D’abord on raconte qu’il a probablement fait de la prison et puis voilà qu’une autre rumeur fait son apparition : Abram aimerait coucher avec des hommes. Il n’en faut pas plus pour que le jeune homme soit l’objet de toutes les railleries et humiliations. Il reste là sans rien dire, face à la bêtise qui l’entoure. Mais ce qui n’aurait pu être qu’une banale chamaillerie va progressivement se muer en enfer. Bienvenue dans l’Allemagne profonde de la fin des années 1960 où l’intolérance trouve son degré maximal.
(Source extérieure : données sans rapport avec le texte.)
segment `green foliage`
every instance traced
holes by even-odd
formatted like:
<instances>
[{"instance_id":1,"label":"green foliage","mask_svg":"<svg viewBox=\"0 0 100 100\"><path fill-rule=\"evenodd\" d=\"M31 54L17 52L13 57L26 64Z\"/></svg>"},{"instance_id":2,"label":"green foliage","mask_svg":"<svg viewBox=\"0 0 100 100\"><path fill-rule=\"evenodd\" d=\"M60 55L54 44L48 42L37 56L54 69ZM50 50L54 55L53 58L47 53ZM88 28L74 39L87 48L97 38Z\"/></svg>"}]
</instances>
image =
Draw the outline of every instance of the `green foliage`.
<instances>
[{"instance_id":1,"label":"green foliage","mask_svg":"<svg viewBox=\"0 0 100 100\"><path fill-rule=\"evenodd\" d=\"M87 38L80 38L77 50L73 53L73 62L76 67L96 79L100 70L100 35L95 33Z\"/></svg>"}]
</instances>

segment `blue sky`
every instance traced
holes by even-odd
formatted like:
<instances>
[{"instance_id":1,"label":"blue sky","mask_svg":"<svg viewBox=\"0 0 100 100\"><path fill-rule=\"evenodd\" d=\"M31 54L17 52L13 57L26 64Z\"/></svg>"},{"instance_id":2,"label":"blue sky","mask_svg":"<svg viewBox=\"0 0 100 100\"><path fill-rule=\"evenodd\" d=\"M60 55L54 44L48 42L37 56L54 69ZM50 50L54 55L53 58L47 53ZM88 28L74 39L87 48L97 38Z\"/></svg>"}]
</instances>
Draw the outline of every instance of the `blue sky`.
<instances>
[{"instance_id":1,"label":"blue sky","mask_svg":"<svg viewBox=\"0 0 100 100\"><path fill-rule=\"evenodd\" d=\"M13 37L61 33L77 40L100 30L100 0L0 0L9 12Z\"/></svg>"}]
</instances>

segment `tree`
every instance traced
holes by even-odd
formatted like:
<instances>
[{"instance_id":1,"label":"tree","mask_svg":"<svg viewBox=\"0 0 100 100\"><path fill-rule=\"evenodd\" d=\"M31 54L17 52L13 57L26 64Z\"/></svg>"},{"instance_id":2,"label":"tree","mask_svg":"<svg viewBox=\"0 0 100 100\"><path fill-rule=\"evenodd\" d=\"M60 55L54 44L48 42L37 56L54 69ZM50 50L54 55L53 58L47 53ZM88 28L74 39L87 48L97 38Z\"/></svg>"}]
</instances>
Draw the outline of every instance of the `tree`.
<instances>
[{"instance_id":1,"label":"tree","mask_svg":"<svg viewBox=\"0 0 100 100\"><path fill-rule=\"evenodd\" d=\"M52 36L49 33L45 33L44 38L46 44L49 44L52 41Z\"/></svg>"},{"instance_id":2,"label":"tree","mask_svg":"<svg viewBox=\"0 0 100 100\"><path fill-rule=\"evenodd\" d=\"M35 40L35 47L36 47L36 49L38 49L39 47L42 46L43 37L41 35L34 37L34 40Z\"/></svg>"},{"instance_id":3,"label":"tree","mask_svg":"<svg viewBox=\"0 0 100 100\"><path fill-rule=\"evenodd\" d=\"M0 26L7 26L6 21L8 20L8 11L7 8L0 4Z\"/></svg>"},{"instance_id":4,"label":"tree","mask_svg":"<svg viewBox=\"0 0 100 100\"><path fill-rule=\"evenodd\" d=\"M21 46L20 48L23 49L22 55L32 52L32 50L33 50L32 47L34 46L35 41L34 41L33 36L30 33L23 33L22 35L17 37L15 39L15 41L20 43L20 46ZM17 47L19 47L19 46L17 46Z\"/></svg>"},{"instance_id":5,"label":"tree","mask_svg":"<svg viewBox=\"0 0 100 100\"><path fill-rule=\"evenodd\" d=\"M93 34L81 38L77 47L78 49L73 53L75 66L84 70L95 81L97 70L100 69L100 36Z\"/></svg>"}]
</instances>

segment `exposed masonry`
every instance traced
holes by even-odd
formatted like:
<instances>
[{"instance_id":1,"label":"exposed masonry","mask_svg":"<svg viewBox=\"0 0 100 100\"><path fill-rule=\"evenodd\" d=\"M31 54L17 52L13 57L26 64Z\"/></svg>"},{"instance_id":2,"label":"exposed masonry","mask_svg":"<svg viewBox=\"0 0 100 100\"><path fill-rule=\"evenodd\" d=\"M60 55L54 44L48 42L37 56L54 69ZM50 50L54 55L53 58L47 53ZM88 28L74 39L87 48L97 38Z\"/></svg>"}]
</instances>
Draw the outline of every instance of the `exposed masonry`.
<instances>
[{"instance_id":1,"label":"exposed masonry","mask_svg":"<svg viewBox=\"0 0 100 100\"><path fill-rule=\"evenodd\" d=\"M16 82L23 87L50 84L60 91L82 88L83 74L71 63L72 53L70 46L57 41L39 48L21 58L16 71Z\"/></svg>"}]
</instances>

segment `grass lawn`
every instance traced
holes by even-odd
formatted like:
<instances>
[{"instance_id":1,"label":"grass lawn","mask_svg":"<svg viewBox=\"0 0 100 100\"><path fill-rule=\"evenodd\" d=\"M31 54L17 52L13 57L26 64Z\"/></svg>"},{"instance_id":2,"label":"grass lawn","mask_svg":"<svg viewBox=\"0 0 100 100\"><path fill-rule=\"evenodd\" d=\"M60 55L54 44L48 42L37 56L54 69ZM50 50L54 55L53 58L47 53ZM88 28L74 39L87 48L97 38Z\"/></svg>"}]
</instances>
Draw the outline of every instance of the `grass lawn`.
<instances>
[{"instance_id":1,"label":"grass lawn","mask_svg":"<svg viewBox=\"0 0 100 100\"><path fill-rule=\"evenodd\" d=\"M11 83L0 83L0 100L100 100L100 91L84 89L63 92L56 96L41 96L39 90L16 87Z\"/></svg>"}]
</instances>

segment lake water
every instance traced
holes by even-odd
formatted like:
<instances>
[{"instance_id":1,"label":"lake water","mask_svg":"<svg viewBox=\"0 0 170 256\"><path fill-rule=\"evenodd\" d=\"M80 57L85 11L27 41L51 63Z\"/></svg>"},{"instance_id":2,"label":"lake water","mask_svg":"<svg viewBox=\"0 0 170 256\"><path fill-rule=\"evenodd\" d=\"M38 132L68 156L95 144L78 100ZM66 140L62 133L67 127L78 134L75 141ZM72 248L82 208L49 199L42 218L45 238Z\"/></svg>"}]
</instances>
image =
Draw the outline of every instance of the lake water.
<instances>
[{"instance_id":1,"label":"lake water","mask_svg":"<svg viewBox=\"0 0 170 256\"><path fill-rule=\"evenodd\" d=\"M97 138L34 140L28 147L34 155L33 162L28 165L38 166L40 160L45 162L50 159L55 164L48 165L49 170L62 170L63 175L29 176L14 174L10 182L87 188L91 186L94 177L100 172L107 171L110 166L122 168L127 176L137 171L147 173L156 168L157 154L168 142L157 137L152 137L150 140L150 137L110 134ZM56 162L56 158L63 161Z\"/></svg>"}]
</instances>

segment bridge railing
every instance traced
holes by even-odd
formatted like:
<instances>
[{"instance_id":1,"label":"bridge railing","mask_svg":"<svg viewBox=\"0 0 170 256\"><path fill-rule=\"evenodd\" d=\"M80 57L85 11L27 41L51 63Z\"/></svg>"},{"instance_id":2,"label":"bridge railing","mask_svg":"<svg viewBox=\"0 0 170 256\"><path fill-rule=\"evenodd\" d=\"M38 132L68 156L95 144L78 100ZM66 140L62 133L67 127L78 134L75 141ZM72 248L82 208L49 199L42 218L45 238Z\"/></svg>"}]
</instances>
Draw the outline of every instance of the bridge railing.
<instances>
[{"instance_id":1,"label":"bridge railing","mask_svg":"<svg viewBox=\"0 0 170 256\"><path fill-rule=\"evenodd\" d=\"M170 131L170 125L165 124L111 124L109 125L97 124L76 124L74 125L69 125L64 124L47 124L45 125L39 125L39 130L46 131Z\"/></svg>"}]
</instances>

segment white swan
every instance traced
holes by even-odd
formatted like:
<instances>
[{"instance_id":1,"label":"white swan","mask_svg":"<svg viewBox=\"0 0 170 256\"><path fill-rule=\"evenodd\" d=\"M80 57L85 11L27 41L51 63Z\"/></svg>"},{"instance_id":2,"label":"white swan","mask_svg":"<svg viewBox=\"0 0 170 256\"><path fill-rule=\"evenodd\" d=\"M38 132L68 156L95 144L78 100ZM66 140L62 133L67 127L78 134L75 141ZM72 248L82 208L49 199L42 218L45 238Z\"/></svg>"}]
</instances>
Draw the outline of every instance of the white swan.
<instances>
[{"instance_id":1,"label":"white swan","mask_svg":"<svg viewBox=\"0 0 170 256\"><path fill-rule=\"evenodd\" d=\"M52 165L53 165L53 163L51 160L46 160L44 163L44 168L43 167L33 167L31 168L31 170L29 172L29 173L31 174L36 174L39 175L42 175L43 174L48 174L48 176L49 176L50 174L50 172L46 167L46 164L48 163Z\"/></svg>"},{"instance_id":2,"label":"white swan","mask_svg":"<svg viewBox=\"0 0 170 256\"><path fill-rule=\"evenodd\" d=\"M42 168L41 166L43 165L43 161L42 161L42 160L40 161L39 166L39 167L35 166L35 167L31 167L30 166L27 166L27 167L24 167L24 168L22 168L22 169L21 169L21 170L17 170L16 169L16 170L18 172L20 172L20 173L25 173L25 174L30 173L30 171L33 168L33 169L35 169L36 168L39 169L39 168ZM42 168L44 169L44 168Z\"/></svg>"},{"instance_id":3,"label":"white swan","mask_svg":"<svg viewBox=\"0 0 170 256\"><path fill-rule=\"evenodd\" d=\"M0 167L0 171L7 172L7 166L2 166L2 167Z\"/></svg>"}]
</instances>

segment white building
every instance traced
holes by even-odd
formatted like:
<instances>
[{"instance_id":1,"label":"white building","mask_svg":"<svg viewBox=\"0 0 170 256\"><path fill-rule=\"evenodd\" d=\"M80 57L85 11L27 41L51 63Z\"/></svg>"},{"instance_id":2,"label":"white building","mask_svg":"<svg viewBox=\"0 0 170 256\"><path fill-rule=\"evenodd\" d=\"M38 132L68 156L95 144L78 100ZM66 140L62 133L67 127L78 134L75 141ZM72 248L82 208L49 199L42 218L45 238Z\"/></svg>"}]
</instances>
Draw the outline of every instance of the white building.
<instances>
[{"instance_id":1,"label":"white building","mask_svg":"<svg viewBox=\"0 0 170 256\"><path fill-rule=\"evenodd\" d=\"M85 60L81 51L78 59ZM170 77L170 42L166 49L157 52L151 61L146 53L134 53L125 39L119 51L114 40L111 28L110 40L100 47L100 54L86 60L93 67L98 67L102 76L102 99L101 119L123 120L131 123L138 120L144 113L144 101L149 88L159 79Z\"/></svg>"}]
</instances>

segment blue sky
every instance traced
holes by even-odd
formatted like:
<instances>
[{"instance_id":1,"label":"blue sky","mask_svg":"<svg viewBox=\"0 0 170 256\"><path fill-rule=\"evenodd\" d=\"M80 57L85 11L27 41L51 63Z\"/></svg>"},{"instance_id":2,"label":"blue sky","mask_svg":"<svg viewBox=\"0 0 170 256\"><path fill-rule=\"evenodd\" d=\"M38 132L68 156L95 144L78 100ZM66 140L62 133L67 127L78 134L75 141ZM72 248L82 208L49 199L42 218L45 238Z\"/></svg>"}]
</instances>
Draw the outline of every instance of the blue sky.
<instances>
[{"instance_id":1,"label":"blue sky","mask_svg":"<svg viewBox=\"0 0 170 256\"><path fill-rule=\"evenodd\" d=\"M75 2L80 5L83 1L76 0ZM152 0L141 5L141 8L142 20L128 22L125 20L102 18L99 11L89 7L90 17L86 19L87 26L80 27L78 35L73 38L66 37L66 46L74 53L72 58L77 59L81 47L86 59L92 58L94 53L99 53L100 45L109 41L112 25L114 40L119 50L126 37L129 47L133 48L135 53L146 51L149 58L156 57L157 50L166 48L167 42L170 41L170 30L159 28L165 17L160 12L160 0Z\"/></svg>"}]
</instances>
scènes de chasse en bavière film

Scènes de chasse en Bavière est de ces voyages cinématographiques que l’on n’oublie pas. Noir et blanc classique, réalisation frontale : bienvenue en enfer ! Comme le disait bien Sartres : « L’enfer, c’est les autres ». Les habitants du bled paumé filmé témoignent d’une intolérance sans limite. Au début on se dit qu’ils ne font que taquiner, qu’ils commèrent pour s’occuper, sans grande méchanceté. Et puis les critiques acides fusent de partout, on se met alors à rire, gênés face à la cruauté des uns et des autres. Et au final on est juste assommés par le mépris de ces gens face à toute différence potentielle. Le personnage d’Abram va subir une véritable torture psychologique, tout cela à cause de banales rumeurs totalement infondées. Refusant de se justifier à la communauté, il creusera peu à peu sa tombe. Seul contre tous ? Ce n’est pas chez sa mère en tout cas qu’il trouvera du réconfort. La vieille semble indifférente , voire pire, embarrassée du retour de son fils. Et elle aura vite fait de clamer qu’elle est « juste sa mère », qu’elle n’est pas comme lui, qu’elle ne veut pas être associée à lui.

Il n’y a finalement qu’une personne sur qui Abram pourrait compter. C’est Hannelor (Angela Winkler), la fille facile du village. Une femme malmenée par les hommes. Il faut voir ces beaufs la forcer à boire pour mieux lui sauter dessus à la moindre occasion. Parmi ses nombreux amants, il y avait Abram et la belle dit être enceinte de lui. Tout le long du film, elle cherchera à le lui annoncer, en espérant qu’il prendra ses responsabilités. Malgré toutes les rumeurs, elle court toujours après lui. Mais il ne veut pas la voir, la rejette. On a d’abord l’impression que le réalisateur Peter Fleischmann prend parti en faveur des marginaux du village : la veuve qui refait sa vie, l’homosexuel, la fille facile. Mais ce n’est qu’un leurre : il n’y en a pas un pour rattraper les autres. Au lieu de s’entraider, les marginaux se rejettent entre eux, renvoyant chacun à une terrible solitude. Quand l’un essaie de faire un pas vers l’autre, c’est forcément pour se prendre une claque magistrale.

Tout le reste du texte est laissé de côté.